At 600 mg/kg/day noteworthy maternal effects consisted of salivation and partially closed eyes in all females and a transient decrease in food consumption at the beginning of the treatment period. Salivation occurred immediately after dosing whereas partially closed eyes occurred between 1.25 and 1.5 hours post-dosing. The group mean food consumption was decreased by 9% relative to the Controls during the first three days of the dosing period. During the remaining dosing period, the food consumption was similar between the Control group and the group receiving 600 mg/kg/day. The overall bodyweight gain for the treatment period at 600 mg/kg/day was similar to that of the Controls. The only notable change consisted of a slight and transient increase in bodyweight gain, relative to Controls, between Days 6 and 7 of pregnancy.

At 300 mg/kg/day, the only notable maternal effect was a slight and transient increase in bodyweight gain between Days 6 and 7 of pregnancy. From Day 8, however, the bodyweight gain in this group was similar to that of the Controls. There were no maternal effects at 150 mglkglday.

There were four females receiving 150 mg/kg/day which were found to be not pregnant at necropsy. However, since there was no corresponding decrease in the pregnancy rate in females receiving higher dose levels and all other pregnancy parameters of the group receiving 150 m~kg/day were comparable to the Controls, this was considered not to be related to treatment.

At 600 mg/kg/day, four foetuses presented major abnormalities.

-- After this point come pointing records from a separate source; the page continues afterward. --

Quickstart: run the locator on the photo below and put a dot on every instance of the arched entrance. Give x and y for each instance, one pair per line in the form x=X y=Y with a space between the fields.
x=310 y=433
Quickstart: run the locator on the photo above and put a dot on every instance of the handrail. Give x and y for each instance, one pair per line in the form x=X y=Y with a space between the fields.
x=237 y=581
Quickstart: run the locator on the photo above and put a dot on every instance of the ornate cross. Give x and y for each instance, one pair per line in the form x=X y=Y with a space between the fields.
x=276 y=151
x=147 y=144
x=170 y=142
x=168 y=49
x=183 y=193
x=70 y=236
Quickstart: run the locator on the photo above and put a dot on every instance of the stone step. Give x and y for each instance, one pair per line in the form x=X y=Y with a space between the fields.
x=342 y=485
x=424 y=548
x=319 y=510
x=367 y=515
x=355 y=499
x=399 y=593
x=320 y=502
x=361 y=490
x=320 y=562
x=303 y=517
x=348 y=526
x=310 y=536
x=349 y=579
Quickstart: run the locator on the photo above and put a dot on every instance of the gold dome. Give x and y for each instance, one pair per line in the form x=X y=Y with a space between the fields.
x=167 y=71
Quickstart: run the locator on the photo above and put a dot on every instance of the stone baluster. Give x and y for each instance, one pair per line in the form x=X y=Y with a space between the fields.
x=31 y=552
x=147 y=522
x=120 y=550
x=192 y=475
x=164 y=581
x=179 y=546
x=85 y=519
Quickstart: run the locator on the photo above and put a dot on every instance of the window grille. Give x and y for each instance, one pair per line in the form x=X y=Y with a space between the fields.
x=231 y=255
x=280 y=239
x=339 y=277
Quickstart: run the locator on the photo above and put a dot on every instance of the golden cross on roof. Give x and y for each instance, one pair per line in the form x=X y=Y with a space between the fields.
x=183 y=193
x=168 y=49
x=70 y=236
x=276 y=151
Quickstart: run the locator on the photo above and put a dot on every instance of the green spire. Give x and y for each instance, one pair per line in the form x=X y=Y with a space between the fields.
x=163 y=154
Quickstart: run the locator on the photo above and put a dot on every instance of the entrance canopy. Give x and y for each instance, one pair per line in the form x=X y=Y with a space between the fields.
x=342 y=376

However, two of these four abnormal foetuses were from the same litter (female 75) and the findings in both of these foetuses were similar in nature. Female 75 also had a relatively high pre-implantation loss and an abnormal kidney at necropsy. In view of the clustering of the abnormalities in this litter and their similar nature they were considered not to be related to treatment. The major abnormalities in the two remaining foetuses in this group and the two foetuses at lower dose levels (one in each of the groups receiving 150 or 300 mg/kg/day) were disparate in nature and were within the historical control ranges for these abnormalities. Therefore the incidence of major abnormalities in all groups were considered to be unrelated to treatment with ucb 34714.